El ataque de risa de Guido Kaczka provocado por Joaquín Levinton por el que abandonó el escenario de Es mi sueño

Guido Kaczka no pudo terminar una presentación en Es Mi Sueño (El Trece) y tuvo que abandonar el escenario en plena emisión después de que un ataque de risa lo dejara sin palabras. El responsable fue Joaquín Levinton, líder de Turf y jurado del ciclo, cuya intervención desató una cadena de carcajadas que se extendió por todo el estudio: del conductor al jurado, del jurado a la tribuna, y de la tribuna de vuelta al conductor, sin que nadie pudiera recomponerse.

El episodio ocurrió cuando Kaczka intentó presentar a uno de los últimos participantes de la noche. “Llega el chofer de aplicación…”, anunció desde el escenario. Antes de que pudiera agregar algo más, el vocalista lo interrumpió con una serie de sonidos guturales que no tenían ninguna relación con lo que el conductor acababa de decir, y que resultaron suficientes para desestabilizarlo por completo. “Vive en Caballito…”, alcanzó a decir el animador antes de que la risa le cortara la frase. Desde ese momento, la presentación quedó suspendida.

Abel Pintos fue el primero del jurado en contagiarse. Luego siguieron los demás, y el estudio entero quedó envuelto en carcajadas mientras Kaczka intentaba, sin éxito, retomar el hilo. “Genial, es genial”, alcanzó a decir entre risas, como si buscara darle un marco a lo que estaba pasando, aunque sin lograrlo. Levinton, por su parte, lejos de ayudar, aprovechó el momento para agregar ironía: “¿Qué pasa? ¿No puede?”, le preguntó al conductor, lo que volvió a desatar una nueva ronda de carcajadas en el estudio.

Kaczka pidió disculpas al aire con la misma expresión que repitió varias veces durante el episodio: “Disculpen, por favor. Mil disculpas”. La tribuna respondió con gritos de aliento —“Vos podés, vos podés”— pero el conductor no logró recomponerse. Intentó que el público lo ayudara a retomar la presentación, propuso decirla todos juntos, pero tampoco funcionó. Cada intento terminaba en una nueva risa.

En un momento del intercambio, Kaczka reparó en algo que Levinton tenía en las manos. “¿Qué es lo que tiene ahí Joaquín Levinton?”, preguntó. “El carro bomba”, respondió el cantante, en referencia a un cartel que alguien del público había confeccionado en el momento y le había alcanzado.
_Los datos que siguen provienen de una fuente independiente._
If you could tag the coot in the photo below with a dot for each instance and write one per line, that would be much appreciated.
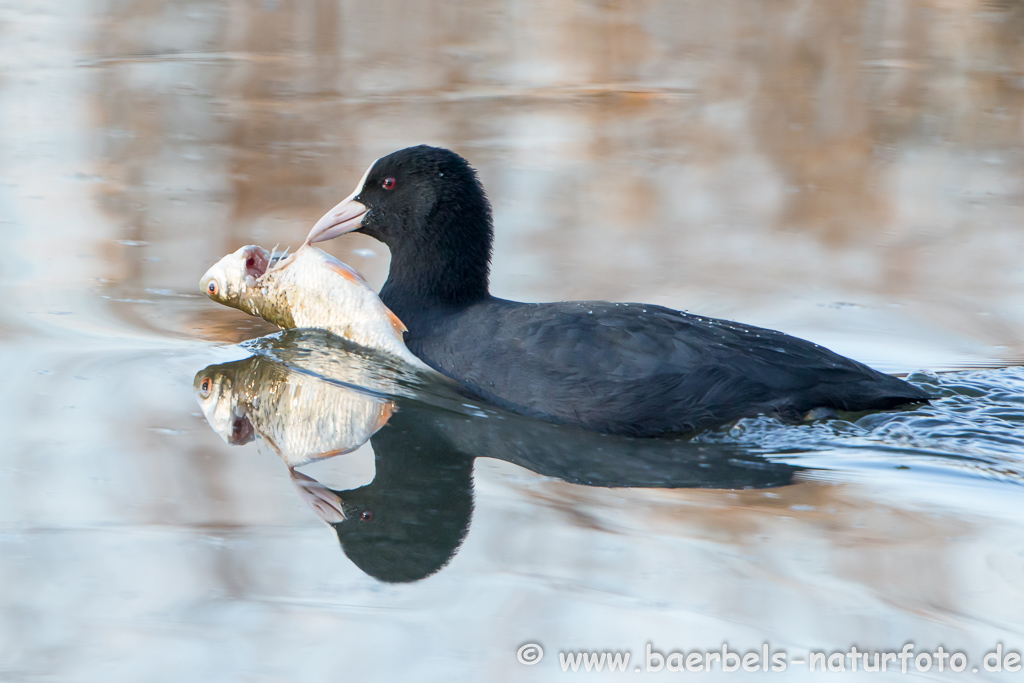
(617, 368)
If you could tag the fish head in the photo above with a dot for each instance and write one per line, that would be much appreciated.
(214, 387)
(227, 280)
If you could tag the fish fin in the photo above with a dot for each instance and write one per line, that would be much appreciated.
(396, 323)
(346, 272)
(387, 410)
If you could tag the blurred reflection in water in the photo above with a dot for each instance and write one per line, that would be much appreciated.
(847, 172)
(311, 395)
(708, 156)
(410, 520)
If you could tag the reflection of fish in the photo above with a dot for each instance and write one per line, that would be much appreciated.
(410, 520)
(308, 289)
(301, 417)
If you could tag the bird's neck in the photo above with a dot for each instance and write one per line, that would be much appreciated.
(448, 269)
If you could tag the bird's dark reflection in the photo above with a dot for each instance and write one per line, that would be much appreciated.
(310, 395)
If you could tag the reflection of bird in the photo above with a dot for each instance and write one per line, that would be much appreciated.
(410, 520)
(626, 369)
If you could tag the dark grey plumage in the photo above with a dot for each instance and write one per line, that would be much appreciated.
(623, 369)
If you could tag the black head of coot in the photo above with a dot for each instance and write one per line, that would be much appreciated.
(428, 206)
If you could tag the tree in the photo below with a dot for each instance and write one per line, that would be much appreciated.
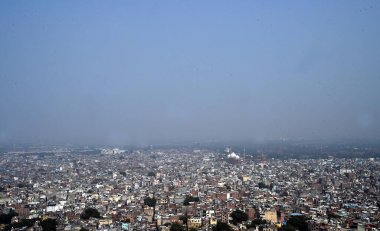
(238, 216)
(221, 226)
(256, 222)
(151, 202)
(296, 223)
(90, 212)
(177, 227)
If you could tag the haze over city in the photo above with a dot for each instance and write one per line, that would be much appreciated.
(137, 72)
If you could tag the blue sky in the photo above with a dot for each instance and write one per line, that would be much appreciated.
(118, 72)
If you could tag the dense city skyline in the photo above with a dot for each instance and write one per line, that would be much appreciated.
(149, 72)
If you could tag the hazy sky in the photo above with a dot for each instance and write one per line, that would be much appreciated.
(115, 72)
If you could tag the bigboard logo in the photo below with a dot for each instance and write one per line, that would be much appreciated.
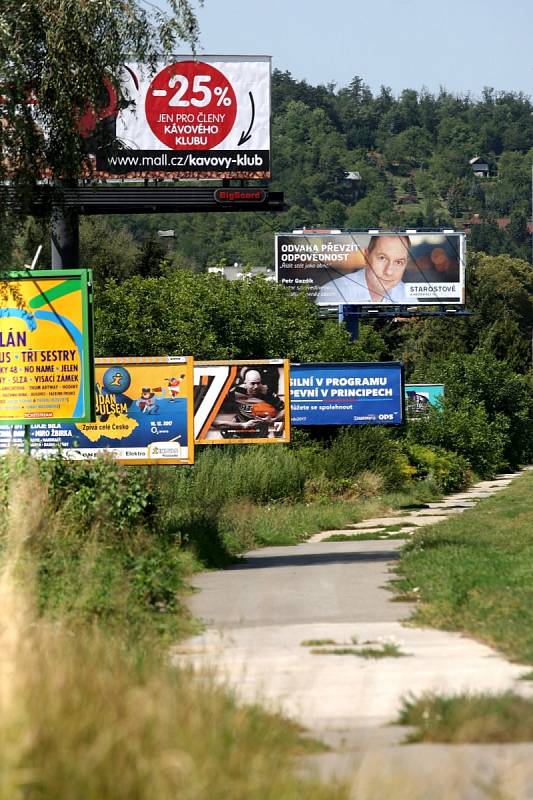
(240, 196)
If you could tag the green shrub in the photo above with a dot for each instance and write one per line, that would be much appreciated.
(99, 552)
(466, 430)
(449, 471)
(98, 492)
(356, 450)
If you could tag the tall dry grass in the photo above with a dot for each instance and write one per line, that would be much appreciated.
(85, 716)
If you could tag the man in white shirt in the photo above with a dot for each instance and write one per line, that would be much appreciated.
(380, 281)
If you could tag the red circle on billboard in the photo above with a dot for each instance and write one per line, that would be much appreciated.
(190, 105)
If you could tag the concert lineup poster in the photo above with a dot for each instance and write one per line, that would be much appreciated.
(144, 415)
(241, 402)
(347, 394)
(46, 370)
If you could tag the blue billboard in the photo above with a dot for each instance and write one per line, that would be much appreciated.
(347, 394)
(420, 396)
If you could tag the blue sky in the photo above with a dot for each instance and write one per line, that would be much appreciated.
(462, 46)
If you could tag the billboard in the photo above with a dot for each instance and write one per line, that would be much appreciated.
(420, 396)
(144, 415)
(346, 394)
(45, 347)
(363, 269)
(193, 117)
(240, 402)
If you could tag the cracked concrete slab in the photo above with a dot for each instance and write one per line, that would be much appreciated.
(260, 615)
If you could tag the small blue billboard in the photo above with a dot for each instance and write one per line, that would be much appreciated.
(420, 396)
(347, 394)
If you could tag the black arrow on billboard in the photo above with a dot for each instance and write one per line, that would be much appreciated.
(245, 136)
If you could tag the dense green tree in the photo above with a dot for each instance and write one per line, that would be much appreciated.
(53, 59)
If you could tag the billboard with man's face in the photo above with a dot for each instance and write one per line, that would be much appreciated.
(373, 269)
(347, 394)
(241, 402)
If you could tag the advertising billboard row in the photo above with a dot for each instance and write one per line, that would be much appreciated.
(373, 269)
(191, 117)
(154, 410)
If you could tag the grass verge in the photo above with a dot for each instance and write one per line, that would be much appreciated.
(464, 718)
(472, 573)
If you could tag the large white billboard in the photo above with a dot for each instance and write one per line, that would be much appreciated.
(193, 117)
(374, 268)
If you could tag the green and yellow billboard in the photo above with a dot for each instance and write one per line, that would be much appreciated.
(46, 369)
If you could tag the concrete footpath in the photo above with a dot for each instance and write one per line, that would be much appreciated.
(275, 620)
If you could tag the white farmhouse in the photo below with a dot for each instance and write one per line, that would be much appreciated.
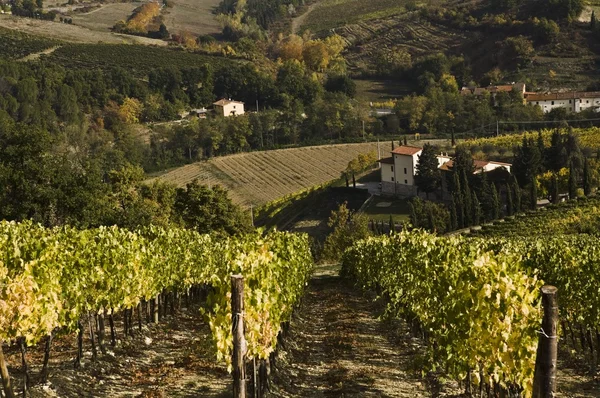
(398, 171)
(573, 102)
(227, 107)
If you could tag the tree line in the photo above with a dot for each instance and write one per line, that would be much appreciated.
(538, 171)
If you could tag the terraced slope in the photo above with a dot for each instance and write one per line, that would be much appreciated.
(259, 177)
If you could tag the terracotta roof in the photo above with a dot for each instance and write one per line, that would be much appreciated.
(559, 96)
(223, 102)
(406, 150)
(505, 88)
(479, 164)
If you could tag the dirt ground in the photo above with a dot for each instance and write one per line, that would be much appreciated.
(172, 359)
(337, 347)
(71, 33)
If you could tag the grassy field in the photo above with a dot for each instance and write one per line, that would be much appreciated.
(137, 59)
(104, 18)
(193, 16)
(329, 14)
(17, 45)
(257, 178)
(380, 209)
(71, 33)
(370, 90)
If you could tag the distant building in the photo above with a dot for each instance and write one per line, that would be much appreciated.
(575, 101)
(199, 113)
(227, 107)
(493, 90)
(398, 171)
(506, 88)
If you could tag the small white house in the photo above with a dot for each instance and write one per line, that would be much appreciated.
(398, 171)
(227, 107)
(573, 102)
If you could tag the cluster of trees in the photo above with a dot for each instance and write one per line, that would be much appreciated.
(318, 55)
(295, 107)
(538, 170)
(331, 117)
(474, 198)
(57, 180)
(142, 17)
(558, 168)
(441, 109)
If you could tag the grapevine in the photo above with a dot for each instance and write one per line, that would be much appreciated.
(50, 278)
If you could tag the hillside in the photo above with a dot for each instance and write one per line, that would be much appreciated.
(259, 177)
(562, 55)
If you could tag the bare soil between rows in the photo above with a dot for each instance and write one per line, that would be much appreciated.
(174, 358)
(338, 347)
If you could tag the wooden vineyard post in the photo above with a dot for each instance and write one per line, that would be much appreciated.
(544, 385)
(239, 341)
(8, 391)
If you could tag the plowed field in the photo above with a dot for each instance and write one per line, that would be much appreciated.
(259, 177)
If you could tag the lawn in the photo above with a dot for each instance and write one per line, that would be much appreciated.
(371, 90)
(380, 208)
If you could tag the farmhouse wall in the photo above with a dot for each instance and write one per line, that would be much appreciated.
(387, 172)
(405, 169)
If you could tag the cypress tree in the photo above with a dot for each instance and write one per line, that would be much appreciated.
(587, 180)
(554, 189)
(510, 206)
(453, 215)
(533, 194)
(428, 176)
(516, 195)
(476, 210)
(460, 207)
(495, 202)
(541, 149)
(431, 219)
(572, 181)
(412, 215)
(466, 199)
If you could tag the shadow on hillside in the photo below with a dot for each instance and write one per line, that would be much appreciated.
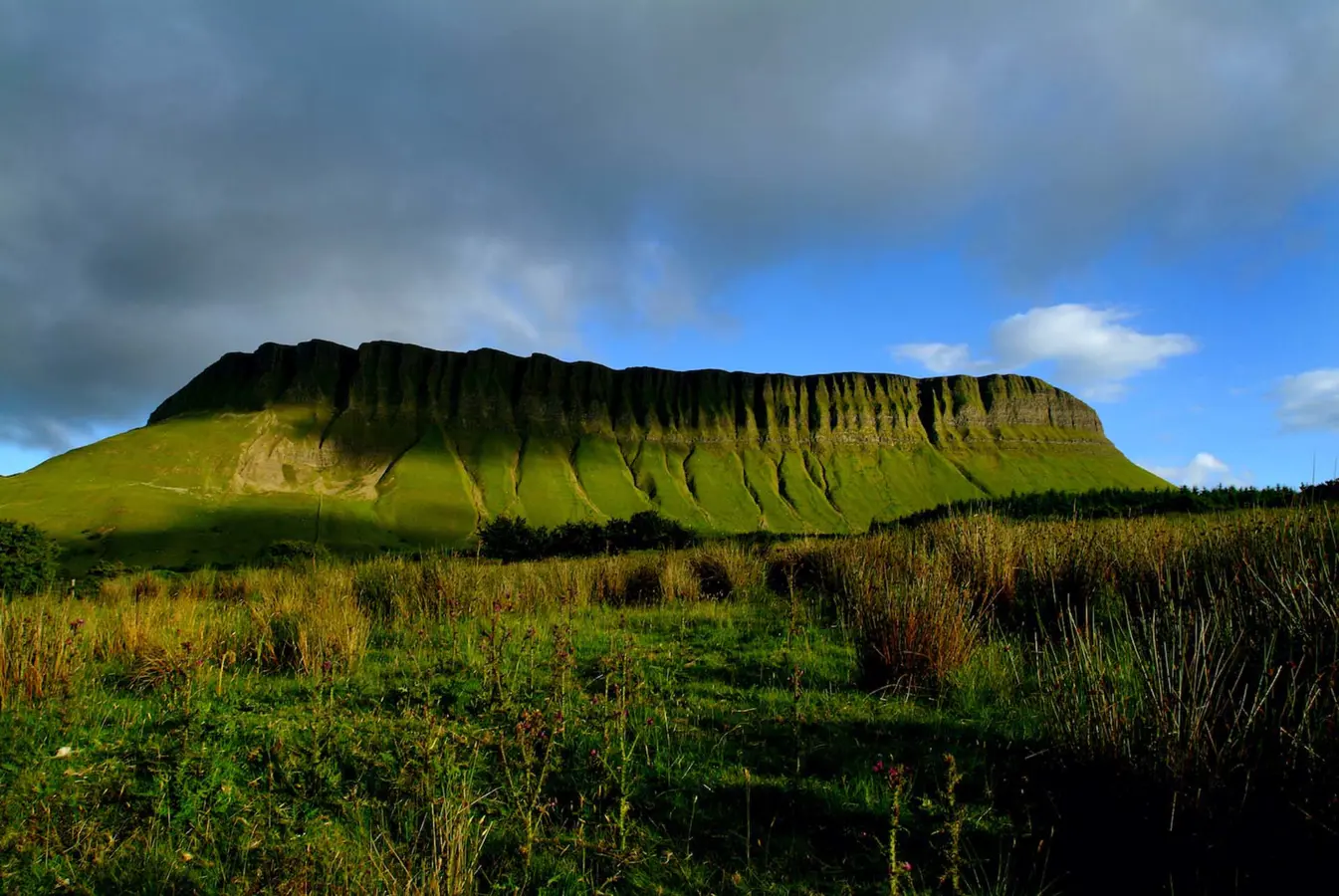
(225, 538)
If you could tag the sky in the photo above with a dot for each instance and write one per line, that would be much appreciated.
(1137, 201)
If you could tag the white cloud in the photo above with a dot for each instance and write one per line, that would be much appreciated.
(1090, 348)
(1087, 344)
(1203, 470)
(940, 357)
(1310, 400)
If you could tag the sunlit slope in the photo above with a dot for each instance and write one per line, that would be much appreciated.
(394, 445)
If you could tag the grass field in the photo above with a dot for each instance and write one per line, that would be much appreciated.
(218, 489)
(971, 706)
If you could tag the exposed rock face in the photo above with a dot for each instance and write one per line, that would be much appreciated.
(402, 387)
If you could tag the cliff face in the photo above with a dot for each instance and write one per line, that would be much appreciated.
(392, 445)
(402, 386)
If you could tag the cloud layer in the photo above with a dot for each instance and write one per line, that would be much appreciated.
(1310, 400)
(1203, 472)
(1090, 348)
(192, 177)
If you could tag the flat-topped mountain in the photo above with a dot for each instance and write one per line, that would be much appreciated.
(391, 443)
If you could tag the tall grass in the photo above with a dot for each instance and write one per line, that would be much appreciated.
(39, 652)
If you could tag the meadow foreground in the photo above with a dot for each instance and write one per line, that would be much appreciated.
(970, 706)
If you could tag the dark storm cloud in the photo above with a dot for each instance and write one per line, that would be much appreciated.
(183, 178)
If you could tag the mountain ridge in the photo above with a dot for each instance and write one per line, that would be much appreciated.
(395, 446)
(494, 390)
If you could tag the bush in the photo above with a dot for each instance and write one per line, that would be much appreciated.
(28, 559)
(290, 552)
(511, 540)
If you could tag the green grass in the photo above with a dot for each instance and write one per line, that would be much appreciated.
(973, 706)
(218, 489)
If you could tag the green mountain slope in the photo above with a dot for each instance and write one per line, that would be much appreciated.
(394, 445)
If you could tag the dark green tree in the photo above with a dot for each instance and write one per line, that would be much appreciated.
(28, 559)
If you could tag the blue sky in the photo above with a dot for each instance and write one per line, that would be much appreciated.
(1138, 202)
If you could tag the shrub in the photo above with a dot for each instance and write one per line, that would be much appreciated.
(508, 539)
(28, 559)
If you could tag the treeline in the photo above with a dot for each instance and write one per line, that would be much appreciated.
(509, 539)
(1101, 504)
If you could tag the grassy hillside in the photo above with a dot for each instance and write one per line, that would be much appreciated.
(395, 446)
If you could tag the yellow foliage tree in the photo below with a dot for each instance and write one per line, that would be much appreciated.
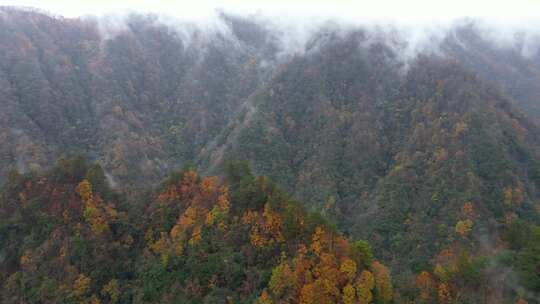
(464, 227)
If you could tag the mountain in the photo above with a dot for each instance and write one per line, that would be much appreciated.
(433, 158)
(68, 238)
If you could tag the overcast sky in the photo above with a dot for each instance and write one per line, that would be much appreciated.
(402, 10)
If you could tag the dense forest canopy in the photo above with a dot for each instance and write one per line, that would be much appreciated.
(340, 170)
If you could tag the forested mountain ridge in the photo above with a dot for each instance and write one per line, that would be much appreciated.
(435, 159)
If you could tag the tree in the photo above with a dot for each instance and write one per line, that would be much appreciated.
(383, 284)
El dato agregó otra capa al episodio: la carcajada ya no tenía un solo origen, sino que se alimentaba de cada nuevo elemento que aparecía. “No te entiendo, Abel. No te entiendo. Digo… Es chofer de ap—”, intentó Kaczka, y volvió a quebrarse antes de terminar la frase.

Guido Kaczka pidió disculpas varias veces al aire, pero no logró retomar la presentación del chofer de aplicación en Es Mi Sueño

La salida fue tan espontánea como el episodio que la generó. “Listo, sigan ustedes”, dijo el conductor, y se retiró del escenario para dejar que el participante pudiera presentarse. La decisión, lejos de cortar el clima, sumó otro momento al registro de la noche.

Lo que hizo que el episodio tuviera tanta repercusión fue, precisamente, su falta de planificación. Levinton no dijo nada especialmente elaborado: fueron sonidos sin texto, una interrupción sin argumento, suficiente para desmontar por completo la dinámica habitual del ciclo. El conductor de Es Mi Sueño lleva años frente a las cámaras y rara vez pierde el control de una emisión, lo que convirtió este momento en uno de los más comentados de la temporada del ciclo nocturno de El Trece.

El líder de la banda de rock, que en otras galas del programa protagonizó momentos de mayor tensión, esta vez generó el efecto contrario: distendió el ambiente hasta el punto de paralizar la emisión. El cantante de Turf se convirtió en una de las presencias más impredecibles del panel, con intervenciones que van del elogio directo a la crítica sin anestesia, y ahora también a los sonidos sin traducción posible que dejan a un conductor sin palabras.